There’s usually not a ton of rest time (i.e. if you’re doing a 20 on, 10 off stroke rate ladder you’ve got maybe 30 seconds between each 20) so you have to make the most of the off-time by quickly and succinctly touching on the positive/negatives of the piece and reiterating whatever the focus/goals are for the next one. When I’m coxing this usually sounds like “OK guys, first 10 felt good but the second 10 started to sag, let’s make sure we’re staying light on the seats and picking it up together with the hips and not with the shoulders…”. I usually try to get out whatever I want/need to say in the first three or four strokes, that way they can row a few strokes in silence before we build it up again.
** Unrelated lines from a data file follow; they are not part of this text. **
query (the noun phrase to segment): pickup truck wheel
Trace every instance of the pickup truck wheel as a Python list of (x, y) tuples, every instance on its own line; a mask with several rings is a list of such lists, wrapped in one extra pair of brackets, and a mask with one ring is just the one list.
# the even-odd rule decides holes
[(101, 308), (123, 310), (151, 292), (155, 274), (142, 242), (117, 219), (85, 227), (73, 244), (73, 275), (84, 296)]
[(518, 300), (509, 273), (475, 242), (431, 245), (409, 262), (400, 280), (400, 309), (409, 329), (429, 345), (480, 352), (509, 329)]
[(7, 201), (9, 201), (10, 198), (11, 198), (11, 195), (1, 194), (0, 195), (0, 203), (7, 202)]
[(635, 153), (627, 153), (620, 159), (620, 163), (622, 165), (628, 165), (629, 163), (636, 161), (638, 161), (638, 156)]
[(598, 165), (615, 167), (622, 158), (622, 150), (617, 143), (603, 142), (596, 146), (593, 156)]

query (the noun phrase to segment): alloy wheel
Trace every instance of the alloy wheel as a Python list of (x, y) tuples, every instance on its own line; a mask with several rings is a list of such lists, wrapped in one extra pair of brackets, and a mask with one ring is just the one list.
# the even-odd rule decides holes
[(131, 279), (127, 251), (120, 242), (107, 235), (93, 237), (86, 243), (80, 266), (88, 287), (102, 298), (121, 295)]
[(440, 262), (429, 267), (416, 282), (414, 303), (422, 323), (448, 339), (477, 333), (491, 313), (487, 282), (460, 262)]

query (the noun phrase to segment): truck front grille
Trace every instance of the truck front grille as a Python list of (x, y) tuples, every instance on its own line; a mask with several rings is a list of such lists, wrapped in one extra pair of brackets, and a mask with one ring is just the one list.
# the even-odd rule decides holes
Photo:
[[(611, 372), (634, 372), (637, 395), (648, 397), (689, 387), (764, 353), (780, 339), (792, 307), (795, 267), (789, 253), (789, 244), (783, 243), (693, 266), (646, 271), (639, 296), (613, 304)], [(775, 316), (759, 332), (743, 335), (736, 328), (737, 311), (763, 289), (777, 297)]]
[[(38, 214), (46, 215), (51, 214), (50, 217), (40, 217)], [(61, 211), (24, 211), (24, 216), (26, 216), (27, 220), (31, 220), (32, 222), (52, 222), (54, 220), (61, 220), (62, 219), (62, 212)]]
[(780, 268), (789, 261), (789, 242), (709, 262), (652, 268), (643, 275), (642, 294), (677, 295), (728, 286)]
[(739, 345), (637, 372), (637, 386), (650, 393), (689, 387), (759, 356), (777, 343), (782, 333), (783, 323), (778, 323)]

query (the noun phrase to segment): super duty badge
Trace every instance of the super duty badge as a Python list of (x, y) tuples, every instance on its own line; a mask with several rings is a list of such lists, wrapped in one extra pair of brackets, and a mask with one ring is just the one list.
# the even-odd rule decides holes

If you’ve got a little longer between pieces, like if you’re doing 4x2k and have two(ish) minutes between each one, then that gives you a bit more time to discuss with your stroke seat how it felt and decide what the focus needs to be for the next piece. Keep in mind that you’ve gotta balance that with (in most cases) stopping, spinning, communicating with the other coxswain(s) on your point, getting lined up, and giving the coach(es) time to talk if there’s anything they want/need to say. Even though there’s technically more rest time you might not actually get more time to converse with the crew so keep your feedback short like how I mentioned during the first example and then elaborate as necessary if you have time.
After the piece
You must – must – paddle after these pieces for at least ten strokes so the lactic acid (the byproduct of energy production) can work its way out of the rowers’ bodies. Stopping abruptly after a high intensity piece and not giving the body a chance to remove it can eventually lead to muscle cramps so remind the crew to keep moving and take slow, consistent breaths (since the burning feeling in their bodies is due to both lactic acid build up and a lack of oxygen – remember, anaerobic = no oxygen).